The Chainalysis Global Crypto Adoption Index for 2022 ranked Zimbabwe among African nations with notable crypto activity — activity that was informal but visible, not hidden. Zimbabwe then passed the Virtual Assets and Virtual Asset Service Providers Act in 2023, creating a formal regulatory framework. That's a story of a sector moving from informal to regulated, not one that stayed underground for years.

This misinformation spreads because the 2018 RBZ directive was reported widely by international outlets, while the 2020 court reversal received far less global attention. Zimbabwe's history of economic turmoil and heavy-handed financial controls makes a crypto crackdown story easy to believe and hard to question. When you see claims about crypto bans in emerging markets, always check whether subsequent legal developments changed the picture — they often do.

Sources

  • Reserve Bank of Zimbabwe (RBZ) Circular, 2018

    In May 2018, the RBZ issued a directive prohibiting banks and financial institutions from facilitating cryptocurrency transactions, effectively cutting off crypto from the formal banking sector. However, this was not a blanket ban on individuals holding or trading crypto.

  • Zimbabwe High Court Ruling, 2020 - Golix v RBZ

    In June 2020, Zimbabwe's High Court ruled the RBZ's 2018 directive unconstitutional, effectively lifting the ban on crypto trading.
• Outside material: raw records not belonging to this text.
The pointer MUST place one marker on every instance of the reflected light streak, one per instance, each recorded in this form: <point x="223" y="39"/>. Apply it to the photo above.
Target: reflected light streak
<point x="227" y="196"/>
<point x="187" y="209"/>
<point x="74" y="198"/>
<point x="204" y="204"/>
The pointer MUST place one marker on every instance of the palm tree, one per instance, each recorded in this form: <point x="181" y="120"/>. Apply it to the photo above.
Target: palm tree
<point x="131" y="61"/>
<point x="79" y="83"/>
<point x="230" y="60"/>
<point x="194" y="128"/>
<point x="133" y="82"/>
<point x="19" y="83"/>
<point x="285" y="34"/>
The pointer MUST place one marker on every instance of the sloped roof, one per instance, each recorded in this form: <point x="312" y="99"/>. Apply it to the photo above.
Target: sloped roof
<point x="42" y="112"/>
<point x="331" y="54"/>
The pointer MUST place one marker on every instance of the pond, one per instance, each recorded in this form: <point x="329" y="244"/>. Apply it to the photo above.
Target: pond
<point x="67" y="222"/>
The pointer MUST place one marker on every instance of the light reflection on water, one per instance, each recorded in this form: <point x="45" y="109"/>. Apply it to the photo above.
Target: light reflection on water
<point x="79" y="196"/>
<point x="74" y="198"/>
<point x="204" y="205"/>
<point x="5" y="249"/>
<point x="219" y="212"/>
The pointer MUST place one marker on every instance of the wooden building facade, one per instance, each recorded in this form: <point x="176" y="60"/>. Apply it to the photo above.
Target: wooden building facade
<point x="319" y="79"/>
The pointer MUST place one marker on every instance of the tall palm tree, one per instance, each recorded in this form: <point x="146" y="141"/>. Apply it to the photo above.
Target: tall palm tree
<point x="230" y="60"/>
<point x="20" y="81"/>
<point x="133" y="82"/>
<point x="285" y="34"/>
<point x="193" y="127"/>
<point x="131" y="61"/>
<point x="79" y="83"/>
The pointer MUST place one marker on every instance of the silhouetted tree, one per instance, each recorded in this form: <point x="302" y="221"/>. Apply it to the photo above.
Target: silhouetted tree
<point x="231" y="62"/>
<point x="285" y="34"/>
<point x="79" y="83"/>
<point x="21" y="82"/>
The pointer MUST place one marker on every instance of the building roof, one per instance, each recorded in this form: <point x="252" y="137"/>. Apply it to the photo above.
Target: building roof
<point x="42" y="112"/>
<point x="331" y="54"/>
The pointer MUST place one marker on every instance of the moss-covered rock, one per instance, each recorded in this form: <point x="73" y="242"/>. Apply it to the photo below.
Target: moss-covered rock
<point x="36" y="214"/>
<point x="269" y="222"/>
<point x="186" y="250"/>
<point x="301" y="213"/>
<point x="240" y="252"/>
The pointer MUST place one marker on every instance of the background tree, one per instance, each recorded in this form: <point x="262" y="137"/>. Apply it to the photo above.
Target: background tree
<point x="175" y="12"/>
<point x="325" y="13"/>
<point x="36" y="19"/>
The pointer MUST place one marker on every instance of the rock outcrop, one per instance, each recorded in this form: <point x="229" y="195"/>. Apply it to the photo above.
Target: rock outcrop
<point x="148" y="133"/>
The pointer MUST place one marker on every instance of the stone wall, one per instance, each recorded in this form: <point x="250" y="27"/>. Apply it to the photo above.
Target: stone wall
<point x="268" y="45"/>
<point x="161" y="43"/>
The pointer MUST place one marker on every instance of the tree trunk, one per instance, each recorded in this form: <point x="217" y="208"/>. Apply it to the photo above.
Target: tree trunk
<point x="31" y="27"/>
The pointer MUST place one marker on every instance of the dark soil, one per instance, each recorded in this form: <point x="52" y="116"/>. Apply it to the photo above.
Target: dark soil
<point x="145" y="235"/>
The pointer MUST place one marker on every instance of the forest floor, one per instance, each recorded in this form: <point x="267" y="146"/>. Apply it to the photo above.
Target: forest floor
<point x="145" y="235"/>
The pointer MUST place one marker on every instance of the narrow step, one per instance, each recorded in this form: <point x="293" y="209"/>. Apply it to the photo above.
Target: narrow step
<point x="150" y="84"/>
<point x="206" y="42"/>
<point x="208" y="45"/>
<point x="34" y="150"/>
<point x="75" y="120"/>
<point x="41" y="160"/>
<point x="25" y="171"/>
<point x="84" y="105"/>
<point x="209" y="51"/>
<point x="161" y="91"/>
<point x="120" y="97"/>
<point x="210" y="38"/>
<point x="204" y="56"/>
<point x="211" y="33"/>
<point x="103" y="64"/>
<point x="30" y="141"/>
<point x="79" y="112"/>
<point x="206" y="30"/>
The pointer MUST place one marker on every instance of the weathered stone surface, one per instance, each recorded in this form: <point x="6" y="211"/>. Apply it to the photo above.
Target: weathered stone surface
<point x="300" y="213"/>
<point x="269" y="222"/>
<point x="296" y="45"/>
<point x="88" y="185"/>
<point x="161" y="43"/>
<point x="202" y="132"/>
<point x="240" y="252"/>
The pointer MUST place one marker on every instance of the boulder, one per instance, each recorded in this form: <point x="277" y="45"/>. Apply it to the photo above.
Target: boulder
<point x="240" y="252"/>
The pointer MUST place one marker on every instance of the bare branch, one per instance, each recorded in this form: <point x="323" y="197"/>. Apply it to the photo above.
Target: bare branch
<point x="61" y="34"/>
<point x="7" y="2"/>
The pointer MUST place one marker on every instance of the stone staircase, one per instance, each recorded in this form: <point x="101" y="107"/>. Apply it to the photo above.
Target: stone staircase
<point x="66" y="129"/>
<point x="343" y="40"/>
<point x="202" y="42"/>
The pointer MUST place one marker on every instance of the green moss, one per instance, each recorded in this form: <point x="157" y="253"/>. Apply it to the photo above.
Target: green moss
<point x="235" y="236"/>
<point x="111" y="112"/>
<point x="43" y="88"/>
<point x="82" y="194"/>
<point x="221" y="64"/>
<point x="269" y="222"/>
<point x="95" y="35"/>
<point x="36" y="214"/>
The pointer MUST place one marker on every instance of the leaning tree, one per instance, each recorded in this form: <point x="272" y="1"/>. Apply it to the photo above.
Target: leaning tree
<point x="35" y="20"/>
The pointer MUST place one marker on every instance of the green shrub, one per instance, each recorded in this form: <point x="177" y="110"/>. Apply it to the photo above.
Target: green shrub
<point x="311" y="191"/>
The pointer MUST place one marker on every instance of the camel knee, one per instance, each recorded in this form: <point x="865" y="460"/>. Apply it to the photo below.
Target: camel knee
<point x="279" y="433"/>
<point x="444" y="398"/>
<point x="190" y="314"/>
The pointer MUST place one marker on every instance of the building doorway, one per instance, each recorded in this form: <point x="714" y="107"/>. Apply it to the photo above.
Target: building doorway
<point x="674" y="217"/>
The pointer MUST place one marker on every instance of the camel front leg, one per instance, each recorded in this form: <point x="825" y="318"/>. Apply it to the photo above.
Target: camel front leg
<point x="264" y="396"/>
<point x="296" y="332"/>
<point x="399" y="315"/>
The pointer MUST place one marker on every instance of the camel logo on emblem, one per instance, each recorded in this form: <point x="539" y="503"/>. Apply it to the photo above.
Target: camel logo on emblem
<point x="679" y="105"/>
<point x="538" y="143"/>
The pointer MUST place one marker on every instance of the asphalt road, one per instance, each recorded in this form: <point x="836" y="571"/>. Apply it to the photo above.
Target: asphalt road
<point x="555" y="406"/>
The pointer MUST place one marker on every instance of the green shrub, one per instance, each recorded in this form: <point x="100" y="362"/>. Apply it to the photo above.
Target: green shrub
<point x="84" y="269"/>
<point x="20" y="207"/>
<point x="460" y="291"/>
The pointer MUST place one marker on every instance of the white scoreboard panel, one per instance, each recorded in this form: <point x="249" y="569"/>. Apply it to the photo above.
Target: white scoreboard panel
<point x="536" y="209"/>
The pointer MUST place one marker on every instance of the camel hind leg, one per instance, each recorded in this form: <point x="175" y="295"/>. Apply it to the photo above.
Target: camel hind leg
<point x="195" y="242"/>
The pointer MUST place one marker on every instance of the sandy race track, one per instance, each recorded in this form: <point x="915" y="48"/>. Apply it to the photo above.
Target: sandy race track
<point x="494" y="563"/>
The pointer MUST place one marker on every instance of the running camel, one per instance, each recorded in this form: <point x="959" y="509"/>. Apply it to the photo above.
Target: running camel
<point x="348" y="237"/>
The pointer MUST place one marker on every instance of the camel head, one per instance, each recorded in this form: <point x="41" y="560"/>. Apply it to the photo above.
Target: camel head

This means the 'ban' was legally overturned well before the sector was formally regulated, contradicting the claim that it operated underground since 2018 continuously.

  • Chainalysis Global Crypto Adoption Index 2022

    Zimbabwe consistently ranked among African nations with notable peer-to-peer crypto activity, partly driven by currency instability and inflation, suggesting activity was not entirely underground but rather informal and P2P-based.

  • Zimbabwe Virtual Assets Act, 2023

    Zimbabwe enacted the Virtual Assets and Virtual Asset Service Providers Act in 2023, establishing a formal regulatory framework. This legislative development shows the sector transitioned from informal to regulated, not that it remained underground indefinitely since 2018.

  • IMF Working Paper on Crypto in Sub-Saharan Africa, 2022

    The IMF noted that in countries like Zimbabwe, crypto adoption was driven by currency instability and occurred largely through peer-to-peer platforms rather than formal exchanges, but this was not strictly 'underground' — it was informal and largely tolerated after the 2020 court ruling.

  • TechZim reporting on Zimbabwe crypto regulation timeline

    Reporting confirms that after the 2020 High Court ruling, crypto activity in Zimbabwe operated in a legal grey zone rather than being banned outright, with P2P trading platforms like Paxful and LocalBitcoins widely used openly, not underground.